INSIGHTS INTO PXR-MEDIATED GENE REGULATION^*

Carrie A. Vyhlidal, Peter K. Rogan¶, and J. Steven Leeder||

From the Section of Developmental Pharmacology and Experimental Therapeutics, Division of Pediatric Clinical Pharmacology and Medical Toxicology and ^¶Laboratory of Human Molecular Genetics, Children's Mercy Hospital and Clinics, Kansas City, Missouri 64108

The pregnane X receptor (PXR) acts as a receptor to induce gene expression in response to structurally diverse xenobiotics through binding as a heterodimer with the 9-cis retinoic acid receptor (RXR) to enhancers in target gene promoters. We identified and estimated the affinities of novel PXR/RXR binding sites in regulated genes and additional genomic targets of PXR with an information theory-based model of the PXR/RXR binding site. Our initial PXR/RXR model, the result of the alignment of 15 previously characterized binding sites, was used to scan the promoters of known PXR target genes. Sites from these genes, with information contents of >8 bits bound by PXR/RXR in vitro, were used to revise the information weight matrix; this procedure was repeated by screening for progressively weaker binding sites. After three iterations of refinement, the model was based on 48 validated PXR/RXR binding sites and has an average information content (R_sequence) of 14.43 ± 3.21 bits. A scan of the human genome predicted novel PXR/RXR binding sites in the promoters of UGT1A3 (19.78 bits at –8040 and 16.37 bits at –6930) and UGT1A6 (12.74 bits at –9216), both of which were identified previously as targets for PXR. These sites were subsequently demonstrated to specifically bind PXR/RXR in competition electrophoretic mobility shift assays. A strong PXR site was also predicted upstream of the CASP10 gene (18.69 bits at –7872) and was validated by binding studies and reporter assays as a PXR responsive element. This suggests that the PXR-mediated response extends beyond genes involved in drug biotransformation and transport.

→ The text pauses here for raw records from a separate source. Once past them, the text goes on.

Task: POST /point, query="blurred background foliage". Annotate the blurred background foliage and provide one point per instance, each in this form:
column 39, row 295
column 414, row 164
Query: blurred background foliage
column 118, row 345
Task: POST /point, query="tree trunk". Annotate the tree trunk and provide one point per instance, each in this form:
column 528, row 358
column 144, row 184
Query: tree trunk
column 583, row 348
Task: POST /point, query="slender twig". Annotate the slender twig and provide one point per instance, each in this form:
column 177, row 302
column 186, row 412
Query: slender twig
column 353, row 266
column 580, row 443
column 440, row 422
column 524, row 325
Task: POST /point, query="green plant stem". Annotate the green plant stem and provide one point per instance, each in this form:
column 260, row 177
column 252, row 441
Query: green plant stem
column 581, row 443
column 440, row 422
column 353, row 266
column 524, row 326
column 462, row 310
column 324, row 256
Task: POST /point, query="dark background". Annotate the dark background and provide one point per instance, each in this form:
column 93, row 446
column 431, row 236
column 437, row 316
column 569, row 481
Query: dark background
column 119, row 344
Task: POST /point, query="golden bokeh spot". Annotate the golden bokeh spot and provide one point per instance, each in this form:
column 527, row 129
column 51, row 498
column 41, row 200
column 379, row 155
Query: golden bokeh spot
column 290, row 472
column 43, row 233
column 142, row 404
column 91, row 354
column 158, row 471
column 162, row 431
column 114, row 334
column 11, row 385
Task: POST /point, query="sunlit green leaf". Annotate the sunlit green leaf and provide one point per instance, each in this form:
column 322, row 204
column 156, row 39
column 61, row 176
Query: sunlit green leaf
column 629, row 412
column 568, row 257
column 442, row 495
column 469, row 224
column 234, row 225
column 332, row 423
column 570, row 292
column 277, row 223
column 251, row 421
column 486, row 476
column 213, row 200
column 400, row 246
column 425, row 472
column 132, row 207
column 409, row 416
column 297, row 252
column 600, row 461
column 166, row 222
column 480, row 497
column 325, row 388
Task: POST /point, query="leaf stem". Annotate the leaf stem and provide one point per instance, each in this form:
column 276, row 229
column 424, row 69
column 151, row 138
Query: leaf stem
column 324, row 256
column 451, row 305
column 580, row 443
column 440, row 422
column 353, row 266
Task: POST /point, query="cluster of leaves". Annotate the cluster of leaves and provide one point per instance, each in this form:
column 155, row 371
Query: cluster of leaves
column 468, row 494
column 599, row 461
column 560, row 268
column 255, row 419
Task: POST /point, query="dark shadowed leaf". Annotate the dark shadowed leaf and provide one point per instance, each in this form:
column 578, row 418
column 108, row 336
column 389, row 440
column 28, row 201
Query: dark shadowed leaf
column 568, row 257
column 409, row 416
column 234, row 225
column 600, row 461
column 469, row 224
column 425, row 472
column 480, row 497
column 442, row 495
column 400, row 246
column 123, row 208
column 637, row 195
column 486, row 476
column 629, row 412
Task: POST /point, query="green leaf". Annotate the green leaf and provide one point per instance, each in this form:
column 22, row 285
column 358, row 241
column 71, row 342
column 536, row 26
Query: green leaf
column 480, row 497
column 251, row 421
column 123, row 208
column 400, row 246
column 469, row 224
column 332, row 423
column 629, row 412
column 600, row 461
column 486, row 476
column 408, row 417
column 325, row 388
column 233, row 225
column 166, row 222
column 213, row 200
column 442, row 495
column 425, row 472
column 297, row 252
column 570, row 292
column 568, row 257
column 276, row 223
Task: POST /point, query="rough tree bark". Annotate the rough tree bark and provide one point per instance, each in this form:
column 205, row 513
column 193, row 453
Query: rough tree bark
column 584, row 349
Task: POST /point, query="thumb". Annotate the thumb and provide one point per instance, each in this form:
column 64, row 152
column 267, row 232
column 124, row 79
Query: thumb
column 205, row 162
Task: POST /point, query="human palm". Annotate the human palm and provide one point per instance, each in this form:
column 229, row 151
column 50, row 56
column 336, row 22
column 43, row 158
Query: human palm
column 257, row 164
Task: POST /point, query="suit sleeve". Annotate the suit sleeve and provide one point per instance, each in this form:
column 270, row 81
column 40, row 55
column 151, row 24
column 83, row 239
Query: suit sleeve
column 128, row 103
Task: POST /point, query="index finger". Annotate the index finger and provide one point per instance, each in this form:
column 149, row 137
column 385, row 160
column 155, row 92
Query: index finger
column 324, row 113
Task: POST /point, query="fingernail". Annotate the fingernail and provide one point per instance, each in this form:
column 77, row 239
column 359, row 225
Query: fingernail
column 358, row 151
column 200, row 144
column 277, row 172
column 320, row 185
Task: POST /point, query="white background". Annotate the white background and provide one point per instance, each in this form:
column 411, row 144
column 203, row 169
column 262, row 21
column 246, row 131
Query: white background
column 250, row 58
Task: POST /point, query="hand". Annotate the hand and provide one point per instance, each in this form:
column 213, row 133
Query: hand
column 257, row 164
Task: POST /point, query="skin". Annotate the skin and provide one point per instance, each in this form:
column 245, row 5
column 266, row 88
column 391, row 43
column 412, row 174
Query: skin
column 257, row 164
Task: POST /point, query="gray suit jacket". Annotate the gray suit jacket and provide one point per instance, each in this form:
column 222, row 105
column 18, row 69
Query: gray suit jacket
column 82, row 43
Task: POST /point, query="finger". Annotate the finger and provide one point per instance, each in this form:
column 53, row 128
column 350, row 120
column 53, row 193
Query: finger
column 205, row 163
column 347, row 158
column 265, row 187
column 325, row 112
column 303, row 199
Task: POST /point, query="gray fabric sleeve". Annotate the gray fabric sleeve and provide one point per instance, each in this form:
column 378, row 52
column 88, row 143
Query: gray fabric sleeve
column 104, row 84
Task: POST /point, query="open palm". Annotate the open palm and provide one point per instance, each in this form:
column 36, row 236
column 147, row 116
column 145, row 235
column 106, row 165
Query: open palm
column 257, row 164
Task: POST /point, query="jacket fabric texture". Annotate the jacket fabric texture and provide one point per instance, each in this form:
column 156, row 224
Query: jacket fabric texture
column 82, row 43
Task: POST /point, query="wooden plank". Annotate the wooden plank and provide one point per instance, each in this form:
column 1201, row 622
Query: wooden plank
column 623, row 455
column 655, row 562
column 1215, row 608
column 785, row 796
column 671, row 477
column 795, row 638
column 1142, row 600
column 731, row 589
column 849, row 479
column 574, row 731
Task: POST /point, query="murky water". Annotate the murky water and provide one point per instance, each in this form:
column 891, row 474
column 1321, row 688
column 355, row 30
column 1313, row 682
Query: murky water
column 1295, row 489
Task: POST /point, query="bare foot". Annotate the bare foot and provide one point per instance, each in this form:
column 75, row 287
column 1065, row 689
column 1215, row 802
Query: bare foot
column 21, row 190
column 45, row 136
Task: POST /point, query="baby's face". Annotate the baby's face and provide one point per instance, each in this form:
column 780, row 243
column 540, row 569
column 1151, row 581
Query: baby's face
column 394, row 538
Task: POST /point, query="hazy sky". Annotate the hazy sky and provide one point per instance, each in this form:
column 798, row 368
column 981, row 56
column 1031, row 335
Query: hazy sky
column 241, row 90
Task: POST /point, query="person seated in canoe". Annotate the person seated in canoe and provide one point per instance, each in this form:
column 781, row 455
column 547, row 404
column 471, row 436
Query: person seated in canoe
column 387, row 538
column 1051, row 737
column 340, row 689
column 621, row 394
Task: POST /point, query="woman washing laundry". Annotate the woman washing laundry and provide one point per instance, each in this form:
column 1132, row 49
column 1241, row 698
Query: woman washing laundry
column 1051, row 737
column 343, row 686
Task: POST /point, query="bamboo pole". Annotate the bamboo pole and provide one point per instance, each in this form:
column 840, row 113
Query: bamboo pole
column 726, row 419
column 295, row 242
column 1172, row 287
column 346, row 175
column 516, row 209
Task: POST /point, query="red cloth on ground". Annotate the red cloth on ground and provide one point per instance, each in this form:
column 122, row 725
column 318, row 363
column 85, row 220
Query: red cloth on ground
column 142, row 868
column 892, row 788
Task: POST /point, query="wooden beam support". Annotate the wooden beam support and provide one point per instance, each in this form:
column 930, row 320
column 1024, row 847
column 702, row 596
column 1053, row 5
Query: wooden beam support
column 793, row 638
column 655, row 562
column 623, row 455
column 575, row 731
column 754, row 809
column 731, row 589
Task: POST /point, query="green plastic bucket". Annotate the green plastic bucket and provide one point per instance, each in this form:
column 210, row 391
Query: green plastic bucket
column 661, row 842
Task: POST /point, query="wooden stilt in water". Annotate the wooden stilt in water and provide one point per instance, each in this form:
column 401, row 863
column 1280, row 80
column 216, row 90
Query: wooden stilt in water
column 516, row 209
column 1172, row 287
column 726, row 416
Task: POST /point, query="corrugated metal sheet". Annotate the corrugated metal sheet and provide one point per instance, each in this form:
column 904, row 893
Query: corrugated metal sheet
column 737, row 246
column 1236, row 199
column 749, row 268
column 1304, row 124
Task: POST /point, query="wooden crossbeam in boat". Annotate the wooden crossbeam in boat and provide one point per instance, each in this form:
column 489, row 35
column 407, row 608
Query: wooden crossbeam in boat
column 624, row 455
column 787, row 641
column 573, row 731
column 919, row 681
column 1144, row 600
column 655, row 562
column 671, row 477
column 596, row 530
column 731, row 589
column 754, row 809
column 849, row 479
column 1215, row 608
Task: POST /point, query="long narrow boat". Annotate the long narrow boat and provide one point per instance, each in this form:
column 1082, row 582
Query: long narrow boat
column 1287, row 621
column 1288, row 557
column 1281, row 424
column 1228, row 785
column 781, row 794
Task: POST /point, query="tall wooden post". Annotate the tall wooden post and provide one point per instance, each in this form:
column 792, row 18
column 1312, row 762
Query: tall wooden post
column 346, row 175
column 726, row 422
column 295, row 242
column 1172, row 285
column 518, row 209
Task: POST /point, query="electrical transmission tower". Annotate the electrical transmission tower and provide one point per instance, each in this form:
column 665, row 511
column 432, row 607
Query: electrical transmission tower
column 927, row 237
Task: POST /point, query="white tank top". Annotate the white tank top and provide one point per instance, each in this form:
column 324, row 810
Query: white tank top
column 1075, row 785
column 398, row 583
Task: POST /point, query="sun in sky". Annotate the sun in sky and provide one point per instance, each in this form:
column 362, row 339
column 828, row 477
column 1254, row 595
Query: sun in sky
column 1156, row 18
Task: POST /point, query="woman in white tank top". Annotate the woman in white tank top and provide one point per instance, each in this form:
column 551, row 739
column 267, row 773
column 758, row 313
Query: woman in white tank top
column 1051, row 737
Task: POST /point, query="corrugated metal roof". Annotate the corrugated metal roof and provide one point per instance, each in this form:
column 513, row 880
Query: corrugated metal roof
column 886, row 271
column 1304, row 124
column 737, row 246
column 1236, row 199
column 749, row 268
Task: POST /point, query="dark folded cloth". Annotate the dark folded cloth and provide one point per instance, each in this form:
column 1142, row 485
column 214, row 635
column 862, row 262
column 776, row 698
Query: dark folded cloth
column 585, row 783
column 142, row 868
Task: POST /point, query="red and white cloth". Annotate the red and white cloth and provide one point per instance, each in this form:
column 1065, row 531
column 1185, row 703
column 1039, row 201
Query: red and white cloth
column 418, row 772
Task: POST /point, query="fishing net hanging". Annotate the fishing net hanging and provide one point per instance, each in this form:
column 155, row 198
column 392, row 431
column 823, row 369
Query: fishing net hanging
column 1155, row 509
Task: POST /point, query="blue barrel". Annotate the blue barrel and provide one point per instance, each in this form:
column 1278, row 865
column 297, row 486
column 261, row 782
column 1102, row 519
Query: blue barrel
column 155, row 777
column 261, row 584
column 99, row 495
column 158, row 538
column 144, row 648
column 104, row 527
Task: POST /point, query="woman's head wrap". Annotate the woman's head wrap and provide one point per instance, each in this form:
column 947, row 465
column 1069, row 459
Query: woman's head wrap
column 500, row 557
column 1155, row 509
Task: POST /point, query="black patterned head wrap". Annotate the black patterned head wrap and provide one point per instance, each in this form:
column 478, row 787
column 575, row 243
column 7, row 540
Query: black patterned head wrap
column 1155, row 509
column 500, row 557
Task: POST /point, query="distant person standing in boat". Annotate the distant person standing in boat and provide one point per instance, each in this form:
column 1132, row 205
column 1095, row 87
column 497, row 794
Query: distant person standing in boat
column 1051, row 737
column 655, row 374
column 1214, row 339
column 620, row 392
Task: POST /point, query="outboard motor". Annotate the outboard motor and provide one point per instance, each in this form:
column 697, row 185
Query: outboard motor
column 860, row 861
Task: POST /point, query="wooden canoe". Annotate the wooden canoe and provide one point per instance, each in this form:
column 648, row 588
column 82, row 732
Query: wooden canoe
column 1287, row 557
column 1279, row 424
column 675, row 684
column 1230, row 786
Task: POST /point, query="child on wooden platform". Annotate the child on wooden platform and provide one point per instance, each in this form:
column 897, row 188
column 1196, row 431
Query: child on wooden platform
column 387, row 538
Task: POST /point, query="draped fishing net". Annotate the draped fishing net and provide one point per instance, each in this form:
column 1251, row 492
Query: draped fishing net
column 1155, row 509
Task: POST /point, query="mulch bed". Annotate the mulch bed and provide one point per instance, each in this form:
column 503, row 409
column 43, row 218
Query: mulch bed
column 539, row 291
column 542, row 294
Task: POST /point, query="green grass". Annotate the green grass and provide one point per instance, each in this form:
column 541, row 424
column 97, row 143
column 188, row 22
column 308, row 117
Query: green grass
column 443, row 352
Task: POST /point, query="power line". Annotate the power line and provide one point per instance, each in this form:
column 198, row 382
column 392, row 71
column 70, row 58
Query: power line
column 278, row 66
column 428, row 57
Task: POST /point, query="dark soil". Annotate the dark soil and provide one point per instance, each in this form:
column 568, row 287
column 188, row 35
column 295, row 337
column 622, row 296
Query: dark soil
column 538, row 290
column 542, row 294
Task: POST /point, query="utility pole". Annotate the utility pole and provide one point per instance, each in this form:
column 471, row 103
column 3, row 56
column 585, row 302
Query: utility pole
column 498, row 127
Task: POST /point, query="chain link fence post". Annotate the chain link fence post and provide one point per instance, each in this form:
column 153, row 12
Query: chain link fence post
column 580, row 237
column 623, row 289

Received for publication, July 26, 2004 , and in revised form, August 13, 2004.

^* This work was funded by Grant R01 ES10855-04 from the National Institutes of Health. The costs of publication of this article were defrayed in part by the payment of page charges. This article must therefore be hereby marked "advertisement" in accordance with 18 U.S.C. Section 1734 solely to indicate this fact.

The on-line version of this article (available at http://www.jbc.org) contains Supplementary Tables 1 and 2.

These authors contributed equally to this study.

^|| To whom correspondence should be addressed: Section of Developmental Pharmacology and Experimental Therapeutics, Div. of Pediatric Clinical Pharmacology and Medical Toxicology, Children's Mercy Hospital and Clinics, 2401 Gillham Rd., Kansas City, MO 64108. Tel.: 816-234-3059; Fax: 816-855-1958; E-mail: sleeder{at}cmh.edu.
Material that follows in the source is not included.